We had so much fun trying out this new recipe from Simpler Prep Aprons Meal Kit that we purchased from Publix.
Total Time: 40 minutes
Brown Sugar-Chipotle Salmon
Ingredients
Cooking spray (Pantry)
1 medium sweet potato
1 medium zucchini
4 cloves garlic
1/4 bunch fresh cilantro
1 tablespoon light brown sugar
1/2 teaspoon ground chipotle
1 teaspoon kosher salt (Pantry)
2 (5.25 oz) salmon fillets, skin removed (about 10.5 oz)

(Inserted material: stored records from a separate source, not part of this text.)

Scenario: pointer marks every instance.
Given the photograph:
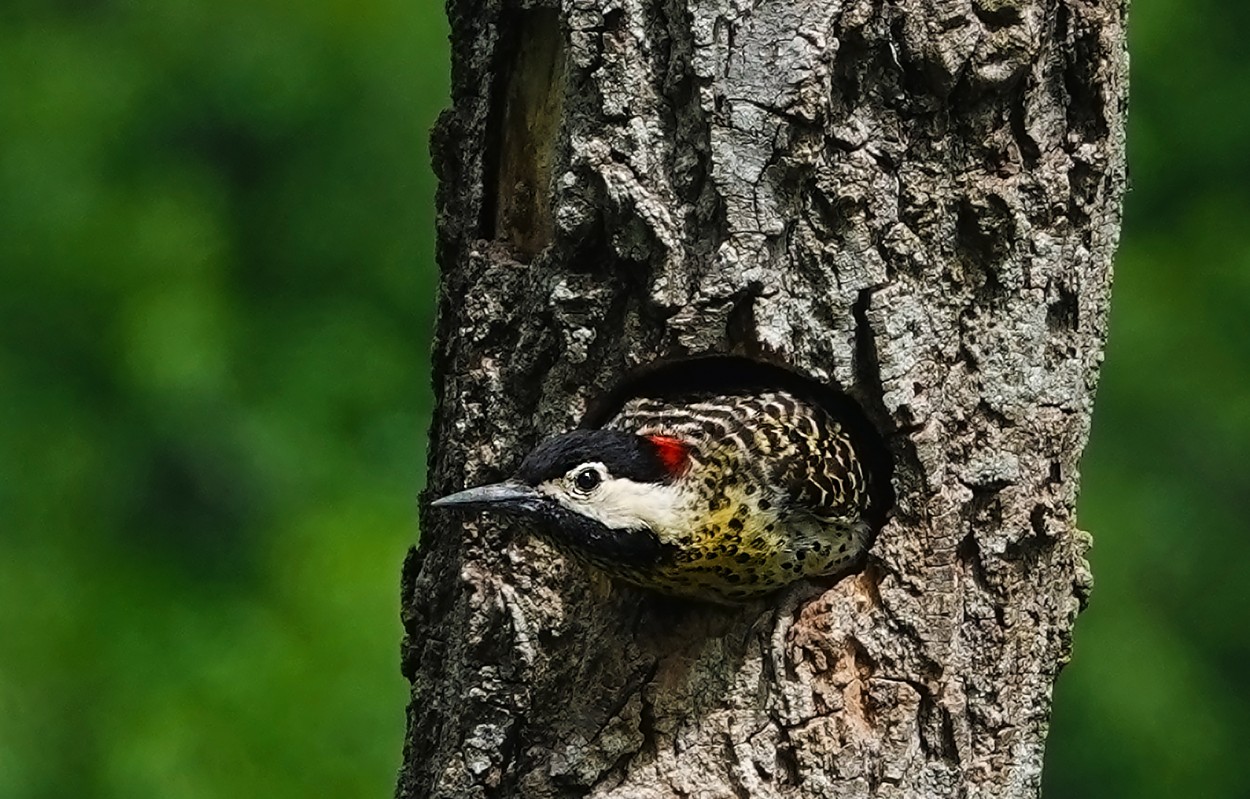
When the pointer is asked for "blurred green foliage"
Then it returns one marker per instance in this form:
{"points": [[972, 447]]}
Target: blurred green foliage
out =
{"points": [[1155, 703], [215, 290]]}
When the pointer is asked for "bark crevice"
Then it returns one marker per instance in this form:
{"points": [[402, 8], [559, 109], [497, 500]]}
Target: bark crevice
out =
{"points": [[915, 203]]}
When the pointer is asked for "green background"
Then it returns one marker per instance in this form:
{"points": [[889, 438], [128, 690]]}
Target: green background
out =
{"points": [[215, 298]]}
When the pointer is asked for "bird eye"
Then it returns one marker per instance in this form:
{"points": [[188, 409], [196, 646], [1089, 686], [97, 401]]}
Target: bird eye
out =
{"points": [[588, 479]]}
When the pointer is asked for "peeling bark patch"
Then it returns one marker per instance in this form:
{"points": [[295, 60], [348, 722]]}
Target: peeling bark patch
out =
{"points": [[913, 201], [530, 106]]}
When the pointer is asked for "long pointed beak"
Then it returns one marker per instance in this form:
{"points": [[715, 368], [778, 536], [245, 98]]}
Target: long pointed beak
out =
{"points": [[498, 497]]}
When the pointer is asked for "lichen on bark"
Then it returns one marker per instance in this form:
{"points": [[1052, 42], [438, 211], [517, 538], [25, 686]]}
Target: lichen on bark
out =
{"points": [[916, 201]]}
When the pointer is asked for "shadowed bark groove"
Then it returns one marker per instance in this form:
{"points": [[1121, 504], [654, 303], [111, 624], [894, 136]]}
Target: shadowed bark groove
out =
{"points": [[916, 201]]}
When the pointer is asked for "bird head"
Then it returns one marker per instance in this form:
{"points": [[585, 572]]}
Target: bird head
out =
{"points": [[603, 494]]}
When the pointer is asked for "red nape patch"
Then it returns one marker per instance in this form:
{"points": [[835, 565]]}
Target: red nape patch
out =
{"points": [[674, 453]]}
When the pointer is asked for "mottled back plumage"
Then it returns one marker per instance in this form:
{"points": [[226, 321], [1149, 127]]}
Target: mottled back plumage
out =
{"points": [[773, 492]]}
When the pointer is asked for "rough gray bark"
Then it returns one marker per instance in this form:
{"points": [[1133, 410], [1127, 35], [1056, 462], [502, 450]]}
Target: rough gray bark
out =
{"points": [[916, 200]]}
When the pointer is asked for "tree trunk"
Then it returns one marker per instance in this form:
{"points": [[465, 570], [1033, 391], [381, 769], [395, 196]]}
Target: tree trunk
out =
{"points": [[916, 201]]}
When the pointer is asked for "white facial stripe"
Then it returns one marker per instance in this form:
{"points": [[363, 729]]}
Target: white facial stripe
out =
{"points": [[620, 504]]}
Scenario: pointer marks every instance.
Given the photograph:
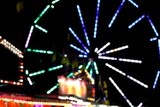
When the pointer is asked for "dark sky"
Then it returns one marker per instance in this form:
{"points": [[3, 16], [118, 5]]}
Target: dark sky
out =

1 cup mini sweet pepper rings
2 tablespoons olive oil
1/2 teaspoon chili powder
1/2 teaspoon cumin
3/4 teaspoon smoked paprika
1/4 teaspoon pepper (Pantry)
1/2 cup black beans
1/2 cup corn kernels
Steps
1. Preheat oven to 425°F. Coat baking sheet with spray. Peel sweet potato, then cut potato and zucchini into bite-size cubes. Chop garlic and cilantro finely. Combine brown sugar, chipotle seasoning, and 1/2 teaspoon salt, then sprinkle on both sides of salmon and set aside (wash hands).
2. Arrange sweet potatoes, zucchini, and pepper rings in single layer on baking sheet. Sprinkle with oil, garlic, chili powder, cumin, paprika, remaining 1/2 teaspoon salt, and pepper; toss gently to combine.
3. Bake 15–18 minutes, stirring halfway through cook time, until sweet potatoes are tender. Meanwhile, drain and rinse beans and corn. Remove baking sheet from oven; stir black beans and corn into vegetables, then push all to 1 side of sheet. Place salmon on remaining side of sheet (wash hands); bake 10–12 minutes until fish is opaque and separates easily. Serve salmon over succotash, sprinkled with cilantro.
Always check fish for bones and cook to an internal temperature of 145°F.